Harry Augustus Bigelow (September 22, 1874 – January 8, 1950) was an American lawyer. As a Harvard graduate, he worked in private practice in Hawaii before being chosen as one of the first faculty members of the University of Chicago Law School in 1904. Bigelow remained at Chicago for forty years and served as the 3rd dean of the law school from 1929 and 1933. He wrote a number of textbooks and advised the American Law Institute. After retirement, he became a member of the National Loyalty Review Board, established by Harry S. Truman to vet federal employees. In his private life, Bigelow had collections of African and Japanese art and was an avid big game hunter, in the course of which he became one of the first white men to cross the Belgian Congo west of Lake Edward.

== Early life ==
Harry Augustus Bigelow was born in Norwood, Massachusetts, on September 22, 1874. He graduated from Harvard College in 1896 and was awarded a degree from the Harvard Law School in 1899. Bigelow afterwards worked as a clerk in a conveyancing office in Boston and, for one semester, as a part-time lecturer on criminal law at Harvard. From 1900 to 1903 he practiced law in Honolulu, Hawaii, and was a junior member of the Hawaii State Bar Association.

== Chicago ==
The University of Chicago founded its law school in 1902, and in 1904 Bigelow was asked to join as a faculty member by university president William Rainey Harper. Bigelow had been selected by the acting dean Joseph Henry Beale. Bigelow was a keen proponent of the case method of teaching but recognized its limitations in some fields of law. He was promoted to professor in 1908. He specialized in property law and advised the American Law Institute (ALI) in this field. Bigelow published the casebooks The Law of Personal Property and The Law of Rights in Land, which became standard texts in many American law schools. He also published a textbook, Introduction to the Law of Real Property, for students of land law. Bigelow was a contributor to the ALI publications Restatement of the Conflict of Laws, Restatement of the Law of Torts, and Restatement of the Law of Property and was a reporter for the latter until 1929. Bigelow's work on the latter has been subject to harsh criticism, in that he ended up restating Wesley Newcomb Hohfeld's ideas (e.g., the bundle of rights) instead of the actual content of American property law.

In 1929 Bigelow was appointed dean of the University of Chicago Law School and the first John P. Wilson Professor of Law. As dean, he recognized that the effective practice of law required a broader subject knowledge and expanded teaching at the school to include classes in accounting, economics, and psychology. Bigelow was appointed a trustee in bankruptcy for the complicated proceedings of the Chicago-based Insull Utilities Investment Inc. In 1933. Bigelow reached the university's mandatory retirement age in 1939 and ceased to be dean. He was appointed an emeritus professor and continued to take classes in law, property, and future interests for the next five years.
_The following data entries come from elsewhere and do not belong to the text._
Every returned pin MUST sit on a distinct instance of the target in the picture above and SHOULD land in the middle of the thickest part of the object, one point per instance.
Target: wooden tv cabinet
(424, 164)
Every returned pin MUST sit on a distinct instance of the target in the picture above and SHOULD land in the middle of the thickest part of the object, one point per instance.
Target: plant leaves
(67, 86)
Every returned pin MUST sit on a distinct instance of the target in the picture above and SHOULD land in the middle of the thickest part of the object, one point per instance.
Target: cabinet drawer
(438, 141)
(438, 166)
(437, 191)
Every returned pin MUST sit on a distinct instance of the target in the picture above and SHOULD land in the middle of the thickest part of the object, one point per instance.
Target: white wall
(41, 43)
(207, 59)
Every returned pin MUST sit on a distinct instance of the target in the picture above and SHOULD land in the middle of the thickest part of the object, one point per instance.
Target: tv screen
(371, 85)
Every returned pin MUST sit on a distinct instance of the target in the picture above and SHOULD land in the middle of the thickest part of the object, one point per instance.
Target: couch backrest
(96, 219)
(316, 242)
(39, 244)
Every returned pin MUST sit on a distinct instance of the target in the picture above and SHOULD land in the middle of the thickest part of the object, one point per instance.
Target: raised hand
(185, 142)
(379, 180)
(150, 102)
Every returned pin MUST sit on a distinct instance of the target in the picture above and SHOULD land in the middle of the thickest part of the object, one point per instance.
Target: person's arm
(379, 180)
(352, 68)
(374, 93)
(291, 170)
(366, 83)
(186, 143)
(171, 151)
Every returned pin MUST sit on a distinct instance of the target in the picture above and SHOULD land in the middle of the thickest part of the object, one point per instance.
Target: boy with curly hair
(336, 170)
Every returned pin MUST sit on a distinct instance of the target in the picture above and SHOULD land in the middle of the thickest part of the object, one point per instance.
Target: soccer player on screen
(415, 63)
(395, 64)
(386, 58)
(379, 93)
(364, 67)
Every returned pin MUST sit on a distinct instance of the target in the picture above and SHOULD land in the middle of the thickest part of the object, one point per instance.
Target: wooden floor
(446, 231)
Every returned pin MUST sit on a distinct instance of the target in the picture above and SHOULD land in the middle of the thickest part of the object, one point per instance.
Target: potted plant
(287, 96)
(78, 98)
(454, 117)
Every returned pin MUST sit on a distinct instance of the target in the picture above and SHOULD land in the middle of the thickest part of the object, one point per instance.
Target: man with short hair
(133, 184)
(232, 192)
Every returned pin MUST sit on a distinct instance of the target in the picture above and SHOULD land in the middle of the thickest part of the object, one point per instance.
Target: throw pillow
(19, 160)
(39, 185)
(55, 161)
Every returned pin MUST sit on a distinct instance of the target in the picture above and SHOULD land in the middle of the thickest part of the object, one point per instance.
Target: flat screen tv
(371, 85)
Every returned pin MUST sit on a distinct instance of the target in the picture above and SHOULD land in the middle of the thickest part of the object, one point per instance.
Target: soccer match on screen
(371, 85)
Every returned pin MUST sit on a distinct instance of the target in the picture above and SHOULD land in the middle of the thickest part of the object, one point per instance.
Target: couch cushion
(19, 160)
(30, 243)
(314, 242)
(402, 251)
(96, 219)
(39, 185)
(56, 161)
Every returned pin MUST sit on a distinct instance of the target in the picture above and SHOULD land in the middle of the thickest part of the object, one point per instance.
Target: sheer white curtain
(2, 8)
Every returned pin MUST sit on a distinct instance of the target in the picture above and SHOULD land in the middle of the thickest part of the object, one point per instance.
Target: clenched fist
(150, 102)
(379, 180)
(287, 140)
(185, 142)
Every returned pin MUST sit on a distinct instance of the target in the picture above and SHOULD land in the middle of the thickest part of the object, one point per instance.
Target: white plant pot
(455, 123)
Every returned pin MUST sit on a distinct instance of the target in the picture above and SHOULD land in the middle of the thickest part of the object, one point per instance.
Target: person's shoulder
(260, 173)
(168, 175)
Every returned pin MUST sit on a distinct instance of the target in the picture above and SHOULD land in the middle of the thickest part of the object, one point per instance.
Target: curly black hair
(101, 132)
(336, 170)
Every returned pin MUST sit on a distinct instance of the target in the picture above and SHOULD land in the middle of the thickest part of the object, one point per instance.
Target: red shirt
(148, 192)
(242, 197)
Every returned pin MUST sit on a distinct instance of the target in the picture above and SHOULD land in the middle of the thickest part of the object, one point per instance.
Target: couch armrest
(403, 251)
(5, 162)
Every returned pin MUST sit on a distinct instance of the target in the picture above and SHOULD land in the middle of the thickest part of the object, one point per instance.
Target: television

In 1947, he was drafted onto the National Loyalty Review Board by President Harry S. Truman. This body was established by Executive Order 9835 during the Second Red Scare to screen federal employees for "loyalty", with particular regard to avoiding any Communist sympathies. Bigelow served on the body during his final years, in spite of failing health.

== Private life ==
While living in Hawaii in 1902, Bigelow married Mary Parker; the couple had no children and she died in 1920. Bigelow had an interest in art, particularly African and Japanese, and had a particularly notable collection of Japanese prints. He was also interested in motoring, golf, overseas travel, big-game hunting, the study of other cultures, and exploration of remote areas. Bigelow accompanied Herbert E. Bradley and his wife, Mary Hastings Bradley, on their African big-game-hunting expeditions of 1924 and 1925. By doing so, he became one of the first white people to cross the unexplored Belgian Congo west of Lake Edward. Bigelow was a member of the American Academy of Arts and Sciences and the Order of the Coif.

Bigelow died of heart failure in Chicago on January 8, 1950. He left a substantial bequest to the University of Chicago, which allowed it to found a professorship in his name.